The Jeroen Ensink Memorial Prize commemorates the life and work of Waterlines’ Editorial Board member Dr Jeroen H.J. Ensink. Throughout his career, Dr Ensink sought to apply science and research to improve the lives of those who in the twenty-first century still live without access to safe drinking water and sanitation. He pursued this goal via different paths – as a practising public health engineer, as a young field researcher, as a doctoral student, as a senior investigator, and as a teacher and mentor – but always with the same clear and practical focus on solving the problem. Dr Ensink left behind him an impressive legacy of work but he also left a very personal mark on his many colleagues and friends in the water and sanitation sector.
Launched in 2016, this annual prize is to be awarded for an original non-commissioned paper submitted to Waterlines by a first-time author in the early stages of their career.
In 2016 a sub-committee drawn from the Editorial Advisory Board was evenly split in its recommendations in regard to two papers that were published in Waterlines Volume 35 Number 2:
- Payal Hathi, Dean Spears and Diane Coffey (2016) ‘Can collective action strategies motivate behaviour change to reduce open defecation in rural India?’ Waterlines35, 2, 118-135.
- C Furlong, W T Gibson, A Oak, G Thakar, M Kodgire and R Patankar (2016) ‘Technical and user evaluation of a novel worm-based, on-site sanitation system in rural India’ Waterlines35, 2, 148-162.
Both papers addressed highly relevant sanitation issues, were well-written and presented, and provided important insights for policy and practice. As the judging committee was split in its recommendation, the journal Editors provided the casting vote, and their recommendation was that the 2016 prize be awarded to Payal Hathi.
It is therefore with great pleasure that we announce the award of the 2016 Jeroen Ensink Memorial Prize to Payal Hathi. We also congratulate Claire Furlong and her team for a likewise excellent piece of research, just pipped to the post in this edition of the prize. In both cases, we realise that the authors form part of teams, and we likewise extend our congratulations to the co-authors.

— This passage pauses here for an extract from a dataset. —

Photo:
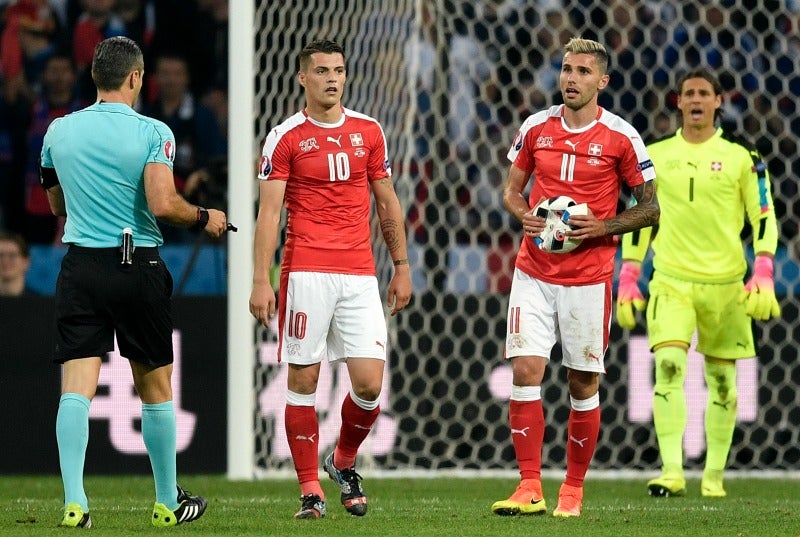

Following Jeroen’s tragic death, the London School of Hygiene & Tropical Medicine established a Memorial Fund in his name to support students from sub-Saharan Africa and South Asia who are committed to improving public health in developing countries and wish to undertake the MSc Public Health for Development course. Preference will be given to those applicants with experience and/or interest in the area of water, sanitation, hygiene and public health.
Applications and all necessary supporting documents must be received by 17.00 (GMT) on Sunday 2 April 2017 at the latest.